THE TRANSFORMATIONAL QUALITY OF MUSIC (PART TWO)

In my most recent post, I related how I was pointed in the direction of this topic and I gave a bit of personal history which illustrated why music’s transformational quality rings true for me. Now I’d like to broaden support for the concept by showing what others have said and experienced.

Historical Perspectives

The Moody Blues set the table for this discussion in their album Every Good Boy Deserves Favour and their lead-off song Procession. They hearken back to the origin of the universe itself and the eventual arrival of the human race with musical sounds meant to convey these events. A singer first proclaims “Desolation!” Then “Creation!” We then hear a drumbeat on skins, followed by “Communication” in a more melodic voice. We hear voices of primitive humans and that morphs into sitars, then a tune with flutes, then a harpsichord in perhaps the Renaissance. Ominously, a churchy organ comes in, then more pleasant strings. Suddenly, we hear modern electric guitar and the full Moody Blues band. They move into the song The Story in Your Eyes. One line there says, “And the sound we make together is the music to the story in your eyes.”

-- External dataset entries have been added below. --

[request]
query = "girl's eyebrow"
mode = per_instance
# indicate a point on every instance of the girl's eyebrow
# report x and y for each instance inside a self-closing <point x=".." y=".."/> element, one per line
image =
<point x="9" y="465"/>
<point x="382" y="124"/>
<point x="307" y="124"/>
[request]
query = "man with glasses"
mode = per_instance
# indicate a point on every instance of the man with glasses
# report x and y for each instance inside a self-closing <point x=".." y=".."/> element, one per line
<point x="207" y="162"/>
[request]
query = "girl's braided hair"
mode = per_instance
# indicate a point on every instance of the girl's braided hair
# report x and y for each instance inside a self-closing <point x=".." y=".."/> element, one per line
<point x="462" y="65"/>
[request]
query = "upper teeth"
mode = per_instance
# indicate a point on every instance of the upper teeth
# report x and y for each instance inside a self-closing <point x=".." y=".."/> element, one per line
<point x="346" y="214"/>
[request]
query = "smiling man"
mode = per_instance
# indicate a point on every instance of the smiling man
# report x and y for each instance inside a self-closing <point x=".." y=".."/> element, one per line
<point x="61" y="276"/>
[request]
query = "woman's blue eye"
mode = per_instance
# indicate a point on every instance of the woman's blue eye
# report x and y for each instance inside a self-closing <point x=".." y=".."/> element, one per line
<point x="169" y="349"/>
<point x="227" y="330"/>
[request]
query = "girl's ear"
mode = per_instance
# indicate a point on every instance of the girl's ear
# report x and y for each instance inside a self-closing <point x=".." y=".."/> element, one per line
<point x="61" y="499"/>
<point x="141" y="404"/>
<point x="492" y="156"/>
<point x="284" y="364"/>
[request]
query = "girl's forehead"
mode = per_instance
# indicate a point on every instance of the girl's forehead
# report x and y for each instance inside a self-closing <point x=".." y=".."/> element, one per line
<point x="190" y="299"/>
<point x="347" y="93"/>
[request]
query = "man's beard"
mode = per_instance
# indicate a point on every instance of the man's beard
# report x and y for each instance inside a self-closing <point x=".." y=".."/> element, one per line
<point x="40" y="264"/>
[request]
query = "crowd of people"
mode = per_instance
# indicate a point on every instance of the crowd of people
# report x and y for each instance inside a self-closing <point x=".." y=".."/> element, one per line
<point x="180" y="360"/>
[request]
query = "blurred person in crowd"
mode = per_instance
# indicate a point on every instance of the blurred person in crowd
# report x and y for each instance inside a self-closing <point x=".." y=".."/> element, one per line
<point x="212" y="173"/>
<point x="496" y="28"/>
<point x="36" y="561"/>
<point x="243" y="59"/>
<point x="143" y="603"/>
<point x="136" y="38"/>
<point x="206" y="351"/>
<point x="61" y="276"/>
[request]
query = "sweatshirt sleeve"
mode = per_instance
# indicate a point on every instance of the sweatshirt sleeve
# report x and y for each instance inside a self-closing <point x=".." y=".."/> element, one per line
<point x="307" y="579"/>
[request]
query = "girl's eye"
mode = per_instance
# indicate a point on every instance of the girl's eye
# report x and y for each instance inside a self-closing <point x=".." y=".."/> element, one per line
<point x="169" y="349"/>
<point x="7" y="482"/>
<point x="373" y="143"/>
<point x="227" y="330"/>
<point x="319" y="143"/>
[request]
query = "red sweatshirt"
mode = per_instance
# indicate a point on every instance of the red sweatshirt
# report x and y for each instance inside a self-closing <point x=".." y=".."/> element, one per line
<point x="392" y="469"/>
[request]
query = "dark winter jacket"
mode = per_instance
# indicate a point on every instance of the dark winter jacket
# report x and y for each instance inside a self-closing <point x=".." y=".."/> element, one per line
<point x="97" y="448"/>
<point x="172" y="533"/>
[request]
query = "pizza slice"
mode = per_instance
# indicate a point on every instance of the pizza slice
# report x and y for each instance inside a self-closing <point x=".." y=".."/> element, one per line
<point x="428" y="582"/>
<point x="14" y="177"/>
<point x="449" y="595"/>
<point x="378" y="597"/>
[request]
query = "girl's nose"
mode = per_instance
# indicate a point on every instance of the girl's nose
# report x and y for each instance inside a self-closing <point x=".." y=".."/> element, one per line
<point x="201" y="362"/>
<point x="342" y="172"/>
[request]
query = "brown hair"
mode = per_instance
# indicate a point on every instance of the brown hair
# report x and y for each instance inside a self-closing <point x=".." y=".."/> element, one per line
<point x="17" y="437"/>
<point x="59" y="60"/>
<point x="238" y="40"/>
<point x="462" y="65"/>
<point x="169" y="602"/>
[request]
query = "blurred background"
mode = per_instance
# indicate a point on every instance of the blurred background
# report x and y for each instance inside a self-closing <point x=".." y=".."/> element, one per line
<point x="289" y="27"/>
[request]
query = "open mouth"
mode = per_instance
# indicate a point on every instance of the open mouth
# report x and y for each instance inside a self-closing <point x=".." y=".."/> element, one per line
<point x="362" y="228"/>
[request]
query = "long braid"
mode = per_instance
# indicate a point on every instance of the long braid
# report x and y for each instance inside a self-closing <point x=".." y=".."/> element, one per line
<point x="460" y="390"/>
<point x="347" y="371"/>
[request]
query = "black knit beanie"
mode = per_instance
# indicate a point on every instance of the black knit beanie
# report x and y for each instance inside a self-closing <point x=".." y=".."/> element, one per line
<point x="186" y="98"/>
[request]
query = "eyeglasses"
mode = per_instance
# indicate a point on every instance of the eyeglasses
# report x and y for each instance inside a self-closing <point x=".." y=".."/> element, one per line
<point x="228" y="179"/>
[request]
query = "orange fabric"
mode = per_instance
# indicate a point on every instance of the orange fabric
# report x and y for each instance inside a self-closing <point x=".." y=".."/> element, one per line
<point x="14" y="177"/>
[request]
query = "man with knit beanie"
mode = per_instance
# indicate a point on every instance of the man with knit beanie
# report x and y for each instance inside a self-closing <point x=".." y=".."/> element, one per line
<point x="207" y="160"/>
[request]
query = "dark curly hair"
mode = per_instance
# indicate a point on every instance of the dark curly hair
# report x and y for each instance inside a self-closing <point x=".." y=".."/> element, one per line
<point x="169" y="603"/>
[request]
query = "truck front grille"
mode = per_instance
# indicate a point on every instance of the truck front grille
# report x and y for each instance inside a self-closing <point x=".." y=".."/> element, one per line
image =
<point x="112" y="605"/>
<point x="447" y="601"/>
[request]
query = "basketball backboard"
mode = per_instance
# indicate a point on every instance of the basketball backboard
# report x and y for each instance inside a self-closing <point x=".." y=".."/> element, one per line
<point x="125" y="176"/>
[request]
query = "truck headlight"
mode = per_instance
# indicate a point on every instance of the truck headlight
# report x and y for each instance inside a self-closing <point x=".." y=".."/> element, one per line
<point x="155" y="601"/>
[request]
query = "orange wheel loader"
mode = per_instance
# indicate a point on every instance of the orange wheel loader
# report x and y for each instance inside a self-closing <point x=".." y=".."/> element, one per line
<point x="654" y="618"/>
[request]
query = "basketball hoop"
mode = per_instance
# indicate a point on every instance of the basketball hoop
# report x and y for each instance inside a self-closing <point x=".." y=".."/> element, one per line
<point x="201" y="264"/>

Throughout our history we’ve been feeling the effects of rhythms and vibrating instruments. Their sounds enter our ear drums, sending signals to our brains that make us feel pleasure or a wide array of other emotions. We are lifted to our feet and we communicate our feelings in dance or vocal response.

Plato expressed in the third or fourth century B.C.E. how music can move us.

Long before, Indian classical music was being chanted for the purpose of inspiring merger of the individual with the Creator and Sustainer of all life. The website indianclassicalmusic.com states in its article History of Indian Classical Music, “The origin of Indian classical music dates back to the Vedic times and reference of the concept of Nadabrahma is found during this time. Chants and a system of musical notes along with rhythmic cycles are found in vedic scriptures dated 6,000 years ago. Ancient text Samveda, containing organized music, was structured to melodic themes. Samaveda is called the veda of music and is considered to have provided the foundation for Indian music.” The ancient form developed through the 11th century C.E. It continued to evolve and still does.

European classical music began in the 17th century with the Baroque era. The impact on listeners in the
West was profound, as is shown in these ecstatic comments:

Moving on to the 20th century, we see how music transformed people in ways quite different from earlier forms. The PBS program History Detectives produced a piece on 20th century music. One statement stands out to me the most in our context.

“The most important influence on 20th century music? African Americans and the musical culture they brought to this country – developed within the bonds of slavery.

‘Even before the 20th century began, blues music was evolving across the country out of the traditional African slave spirituals, work calls and chants. Of all the developing genres, the blues would be the most far-reaching, with its influence felt in everything from jazz to rock, country music to rhythm and blues, and classical music.

‘That said, jazz’s influence on the world music scene would be nothing short of transformational. Jazz saw its early development in the African American communities all throughout the South – with rhythms reflecting the diversity of cultural influences from West Africa to the West Indies, from ragtime to the blues.”

I marvel at the change blues brings to the player and the listener. I won’t say the effect is the same for everyone on any given song, but what amazes me is that most often the blues are rooted in pain and yet their expression uplifts us in spirit.

Music and the Brain

For reasons I don’t fully understand, music and the brain partner beautifully for our well-being. In an article by Ted Gioia on honest-broker.com, he shows us how the right hemisphere of the brain relates to music. The following excerpt sums it up for me.

“For our purposes here, it’s more important to focus on the two very different ways our competing hemispheres have of changing the world. For the left hemisphere, we change the world by manipulating and controlling it. For the right hemisphere, we go out into the larger environment and transform both ourselves and our world in a way that feels more like merging or transcending. That is precisely the hero’s journey described in this book, and songs are better tools for that transformation than a hammer or a gun.

‘In other words, musicians really do have a higher potential, perhaps even a heroic one. A song can be much more than a song. Maybe it ought to be.”

Science can shine a light on how seemingly magical phenomena works in our lives. And so it is.